Love From Manenberg
"Love From Manenberg" addresses the ways a community plagued by gang violence –– stemming from historical, geographical, cultural and governmental oppression –– looks to the future and manages the loves, losses and predictability of day-to-day living.
A suburb of Cape Town, South Africa, Manenberg was established in the Cape Flats, a vast low-lying sand dune, during the late 1960s by the apartheid government as an area for Coloured families. Marginalized by culture, history and geography, most of Manenberg’s estimated 70,000 residents live in overcrowded and problematic conditions. More than twenty years since the end of apartheid, Manenberg has not seen the fruits of democracy.
Long known as one of South Africa's most violent places, faith, fortitude and family help the people of Manenberg persevere and in many cases, prosper. Yet the community is singularly recognized in South African media for its social problems, which include unemployment, crime, substance abuse and above all, relentless gang violence.
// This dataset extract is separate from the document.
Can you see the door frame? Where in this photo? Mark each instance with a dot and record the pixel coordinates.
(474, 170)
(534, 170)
I first photographed Manenberg in June 2011. Over the years, many individuals have opened their lives and shared their community with me with extraordinary candor, but I am particularly grateful to the Lottering, Pietersen, and Adams families. The title of this series, “Love From Manenberg,” is in part a reference to the love each of these families embodies. The title also aptly describes the relationships I have formed with those pictured here, and others, while working in Manenberg.